LA MUSIQUE OCCUPE UNE GRANDE PLACE DANS VOTRE EXISTENCE, MIS A PART ELLE, AVEZ-VOUS D’AUTRES CENTRES D’INTERETS ?
La musique a toujours été une vitrine pour moi. Je suis un homme d’affaires, un lettré, un gestionnaire et au-delà de tout, un homme d’affaires Sénégalais à l’instar du mouvement des « baol-baol ». J’entreprends tous les jours pour d’abord nourrir ma famille et puis pour surtout avoir la liberté de contribuer à la société afin de pouvoir faire avancer les choses. L’avenir se prépare en comprenant déjà la complexité du monde entier, ce monde concurrentiel.

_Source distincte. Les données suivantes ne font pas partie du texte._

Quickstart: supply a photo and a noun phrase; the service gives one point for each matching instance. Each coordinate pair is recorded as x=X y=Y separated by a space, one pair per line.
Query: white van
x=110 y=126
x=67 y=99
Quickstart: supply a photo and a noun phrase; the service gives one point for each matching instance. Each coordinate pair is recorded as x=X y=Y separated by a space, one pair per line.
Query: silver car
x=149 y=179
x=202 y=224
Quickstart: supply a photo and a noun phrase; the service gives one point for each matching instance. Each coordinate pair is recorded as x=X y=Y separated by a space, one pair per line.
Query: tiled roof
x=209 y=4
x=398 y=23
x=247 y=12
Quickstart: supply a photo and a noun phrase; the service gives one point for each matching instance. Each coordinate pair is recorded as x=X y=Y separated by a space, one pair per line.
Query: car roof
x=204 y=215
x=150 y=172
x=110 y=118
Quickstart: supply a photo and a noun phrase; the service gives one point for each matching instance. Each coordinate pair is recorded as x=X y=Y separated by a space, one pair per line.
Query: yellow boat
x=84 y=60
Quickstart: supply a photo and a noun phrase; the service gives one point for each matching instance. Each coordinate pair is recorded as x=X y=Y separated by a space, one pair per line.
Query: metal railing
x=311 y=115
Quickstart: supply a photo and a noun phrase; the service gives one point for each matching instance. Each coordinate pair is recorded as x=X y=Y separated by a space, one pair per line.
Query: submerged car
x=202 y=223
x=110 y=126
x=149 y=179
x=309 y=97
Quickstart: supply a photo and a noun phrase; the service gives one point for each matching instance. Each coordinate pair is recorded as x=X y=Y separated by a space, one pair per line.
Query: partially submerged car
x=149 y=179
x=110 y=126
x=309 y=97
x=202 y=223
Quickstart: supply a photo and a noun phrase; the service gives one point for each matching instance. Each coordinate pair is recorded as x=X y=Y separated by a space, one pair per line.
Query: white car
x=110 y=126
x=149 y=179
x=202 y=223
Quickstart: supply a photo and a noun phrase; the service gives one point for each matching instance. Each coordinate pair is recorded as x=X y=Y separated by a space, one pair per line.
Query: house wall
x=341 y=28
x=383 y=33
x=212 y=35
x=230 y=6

Tout cela fait qu’on ne peut pas être que musicien et attendre que les choses tombent du ciel. Il y a une génération dans le monde culturel que j’encourage d’ailleurs, très talentueux qui ont compris cela et qui ont cette capacité de s’adapter, de se diversifier. Faut savoir que tous ses mondes-là ne sont plus séparés, tout est en interconnexion et l’intelligence artificielle montre que le monde va hyper vite. Le train n’attend personne.
VOS PROJETS AU SENEGAL ?
Je suis un mélange de culture francophone et anglophone, donc on attend de faire les choses avant d’en parler. Aujourd’hui la connexion qu’on a avec la Chine nous ouvre de grandes portes et qu’on va exploiter très bientôt s’il plaît à Dieu. Il y a quelque chose qui est en train de se faire de grandiose, qui a une influence sur l’Afrique et qui on espère générera assez d’emplois pour qu’au moins une partie des jeunes n’aient plus besoin de prendre les pirogues pour aller ailleurs. Ce sont des projets qui me tiennent à cœur et qui ont une valeur ajoutée importante et sociale et qui surtout contribueront à l’amélioration de vie de gens avec un grand impact.